Passava os dias a falar e a brincar com as cabras como amigas que as considerava. Às oito que possuiam, tinha-lhes posto um nome. Era da Rabugenta, um cabrito acastanhado, que mais gostava por ser recalcitrante e o contrariar continuamente. As horas que tinha que guardá-las, passava-as sentado a observar os lindos vales bem moldados que dali se podiam divisar ao longe. Desenrascava-se como podia para não se aborrecer. No verão, o voo das moscas, o zumbido das vespas, as borboletas e os insectos atraídos pelo cheiro das flores eram suficientes para lhe distrair o espírito. Outras vezes, deitava-se de costas no chão a observar o céu azul. A sensação de grandeza, de liberdade e de avulsão física que sentia era assombrosa e punha-o num estado de semi levitação. Quando via uma ave de rapina em busca de presa descrever grandes círculos no céu, fechava os olhos e sonhava que voava ao seu lado, livre dos seus movimentos. O sonho era a sua verdadeira realidade.

“O dia nom está mui católico”, pensou o rapaz, olhando para o céu. Este, tanto se encobria de nuvens escuras, ameaçadoras de chuva, como deixava transpassar os raios do sol já combalidos.

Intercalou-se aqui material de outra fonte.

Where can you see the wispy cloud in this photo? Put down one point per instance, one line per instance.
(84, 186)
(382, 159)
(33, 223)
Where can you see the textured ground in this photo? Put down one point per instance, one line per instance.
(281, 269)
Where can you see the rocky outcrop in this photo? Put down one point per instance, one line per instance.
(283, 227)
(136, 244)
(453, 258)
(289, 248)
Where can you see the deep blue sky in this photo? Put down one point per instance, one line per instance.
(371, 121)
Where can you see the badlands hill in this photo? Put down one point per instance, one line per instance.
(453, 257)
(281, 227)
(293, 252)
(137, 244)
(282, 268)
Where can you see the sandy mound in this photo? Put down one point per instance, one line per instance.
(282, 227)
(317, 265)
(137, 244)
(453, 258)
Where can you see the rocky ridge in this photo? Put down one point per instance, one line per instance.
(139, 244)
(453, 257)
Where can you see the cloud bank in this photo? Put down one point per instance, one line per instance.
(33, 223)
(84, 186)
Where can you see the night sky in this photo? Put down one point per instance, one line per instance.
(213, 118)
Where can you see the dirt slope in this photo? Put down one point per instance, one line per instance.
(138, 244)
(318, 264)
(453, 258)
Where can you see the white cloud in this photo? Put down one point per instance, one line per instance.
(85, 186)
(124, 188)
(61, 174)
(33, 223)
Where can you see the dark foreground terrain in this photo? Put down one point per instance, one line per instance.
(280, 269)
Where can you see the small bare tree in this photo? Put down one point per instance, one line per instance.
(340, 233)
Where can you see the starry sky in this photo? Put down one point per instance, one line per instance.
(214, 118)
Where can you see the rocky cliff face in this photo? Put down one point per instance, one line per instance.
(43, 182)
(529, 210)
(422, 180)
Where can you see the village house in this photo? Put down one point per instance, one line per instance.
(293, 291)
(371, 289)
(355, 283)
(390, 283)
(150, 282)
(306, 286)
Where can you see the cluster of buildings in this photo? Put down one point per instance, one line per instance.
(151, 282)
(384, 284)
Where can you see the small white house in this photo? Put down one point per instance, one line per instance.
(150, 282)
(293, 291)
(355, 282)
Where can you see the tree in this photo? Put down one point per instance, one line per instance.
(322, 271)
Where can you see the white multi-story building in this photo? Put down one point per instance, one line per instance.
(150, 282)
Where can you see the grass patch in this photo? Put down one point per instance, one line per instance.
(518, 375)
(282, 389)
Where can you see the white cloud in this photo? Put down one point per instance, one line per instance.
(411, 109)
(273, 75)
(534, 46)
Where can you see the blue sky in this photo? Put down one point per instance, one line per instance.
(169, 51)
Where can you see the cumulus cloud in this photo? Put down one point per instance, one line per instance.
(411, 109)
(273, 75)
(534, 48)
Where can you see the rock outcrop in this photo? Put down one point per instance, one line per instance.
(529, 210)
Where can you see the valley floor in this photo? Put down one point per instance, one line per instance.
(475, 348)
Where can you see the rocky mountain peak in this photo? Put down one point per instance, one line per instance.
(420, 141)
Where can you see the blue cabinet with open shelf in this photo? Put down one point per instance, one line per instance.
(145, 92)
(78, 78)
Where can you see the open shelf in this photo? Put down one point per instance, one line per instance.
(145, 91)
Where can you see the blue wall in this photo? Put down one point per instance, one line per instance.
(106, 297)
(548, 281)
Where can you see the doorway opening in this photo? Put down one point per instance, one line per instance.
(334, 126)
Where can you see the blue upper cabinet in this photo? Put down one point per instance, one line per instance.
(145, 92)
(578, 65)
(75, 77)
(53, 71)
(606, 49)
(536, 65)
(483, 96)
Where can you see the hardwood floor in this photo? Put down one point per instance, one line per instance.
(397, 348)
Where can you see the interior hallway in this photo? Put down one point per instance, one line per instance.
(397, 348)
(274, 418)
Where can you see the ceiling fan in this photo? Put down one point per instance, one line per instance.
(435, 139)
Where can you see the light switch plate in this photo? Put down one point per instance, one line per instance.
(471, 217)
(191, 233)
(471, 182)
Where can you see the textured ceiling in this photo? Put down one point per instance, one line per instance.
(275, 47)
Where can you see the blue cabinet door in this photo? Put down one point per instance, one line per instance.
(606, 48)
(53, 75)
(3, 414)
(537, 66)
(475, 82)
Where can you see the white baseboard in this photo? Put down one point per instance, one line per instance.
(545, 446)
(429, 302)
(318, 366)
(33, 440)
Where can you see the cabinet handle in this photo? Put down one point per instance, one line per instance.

Deitou uma olhadela às cabras, disseminadas pelo azinhal e, uma vez assegurado, sentou-se encostando-se a um majestoso eucalipto. Para aquela região montanhosa, era uma árvore inabitual. Apreciava o cheiro que dele emanava porque, além de ser agradável, também era "mi bô" para limpar os pulmões, dizia a sua avó. Tirou o tabaco e as mortalhas e enrolou um fino cigarro calmamente. Fumava um ou dois por dia, quando fumava. Já tinha dezassete anos mas não queria imaginar o que se passaria se os pais chegassem a sabê-lo. O pai nunca o fizera e várias foram as alturas que o magoara, recordando-lhe irresponsavelmente a deficiência, ao dizer-lhe que, para se ter vícios, há que poder assumi-los. Para não dar nas vistas indo à loja do Beites comprar o tabaco, pedia a um “velhote” seu amigo, o Salvador, para lho trazer de Melgaço quando ia à feira. Tinha confiança nele pois provara-lhe, mais do que uma vez, que podia ter. Era o seu maior amigo, apesar da enorme diferença de idade. “Ê co’s mais belhos que s’aprende”, disse, quando os seus “colegas” lhe fizeram a observação.

O Salvador era um homem enigmático que sabia fazer de tudo. Além de campónio, desenrascava-se como carpinteiro, como ferreiro, como pedreiro e mesmo como veterinário. Estava sempre pronto para ajudar quando necessário. O lugar não podia passar  nem era o que é sem ele. Apareceu um dia remoto, ainda um jovem homem, ao lugar e ali ficou. Começou por comprar um velho e abandonado cortelho, um pouco apartado do lugar, que, pouco a pouco, foi remendando. Tanto à volta como por dentro, era um autêntico bazar. Guardava e coleccionava tudo meticulosamente. Aquele barraco era o símbolo da sua existência, onde o passado se manifestava com endiabrada tenacidade. Sério, inimigo dos desvios e da espontaneidade, vivia sozinho conservando misteriosamente o segredo sobre a sua origem e as razões da sua vinda para um lugar perdido como aquele.  Particularmente enigmático, como se estivesse fora do Bem e do Mal, apesar de não ir à igreja, nunca ninguém o ouviu dizer fosse o que fosse a favor ou contra a religião. Toda a gente lhe tinha um enorme respeito e lhe expressava grande gratidão pelos serviços prestados.

Encostado ao eucalípto, o Armindo saboreava o cigarro com lentor, fazendo render ao  máximo o prazer que este lhe exalava a cada chupadela. Lembrou-se duma promessa que lhe fizera o Salvador e riu-se. Como que perdidas, grossas gotas de chuva, que faziam estalar as folhas meias secas do eucalípto, caiam-lhe, esporadicamente, no velho chapéu de feltro que lhe cobria a cabeça.